I will remember you...will you remember me? These are the opening lyrics to a poignant song by Sarah McLachlan that always makes me sigh as memories of loved ones float to the surface. It’s a question I’ve been asking myself a lot more lately as the spring lambs, mine and yours, head off to their new homes and pastures. I’ve seen other shepherds posting similar thoughts in the course of their “farewells” so I thought I’d do a bit more digging...
As it turns out, sheep have amazing neural systems to support facial recognition, previously thought only to have evolved in primates (think chimpanzees). They can even recognize—that is, learn through the natural experience of our up-close and daily interactions as shepherds—positive and negative emotional cues from the faces of humans as well as other sheep without any specialized training. Subsequent studies have shown that sheep can remember at least 50 different sheep and 10 different human faces for more than 2 years (some studies say several years!). Neural “encoding” of the faces of absent individuals is also maintained for this period.

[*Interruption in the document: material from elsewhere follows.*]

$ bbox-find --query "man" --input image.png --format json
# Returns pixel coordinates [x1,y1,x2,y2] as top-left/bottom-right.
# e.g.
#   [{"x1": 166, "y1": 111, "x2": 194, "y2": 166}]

Professor Keith Kendrick, a social neuroscientist who has studied sheep social cognition for over 20 years states, “sheep can remember other familiar sheep and humans for at least several years, displaying emotional responses when reunited. This is perhaps not so remarkable, given similar observations in companion animal species. A more challenging question concerns whether sheep can “think” about such individuals in their absence. We have found some evidence of this in brain activation patterns using non-visual cues. It is still not known whether sheep can voluntarily form visual images without such cueing, but I think it is very likely that for sheep “out of sight” does not mean “out of mind.”
I’m super comforted by that, and I hope it brings you comfort too. I’m grateful that the new shepherdess of our three wethers has invited us to visit them should we ever be in the area. I’d like to think that “the boys” will remember, by mind and by heart, the expression of pure love on my face that accompanied my daily “scritches” and tender caresses and come running to greet Shepherd Ed and me. I know that I will remember their sweet faces forever!
In a similar way, we need only “look to the Lord and his strength; constantly seek his face” (Ps. 105:4) to form a powerful connection that defies the limits of vision, time, and space. As a sheep in the flock of the Lord, I “see” Him with the eyes of my heart and recall His everlasting love for me. Just as Kilian, in this photo, “feels” me, my soul knows the loving caress of the Good Shepherd.
Once felt, it can never be forgotten.
My heart said, “Seek His face.” Your face, O LORD, I will seek.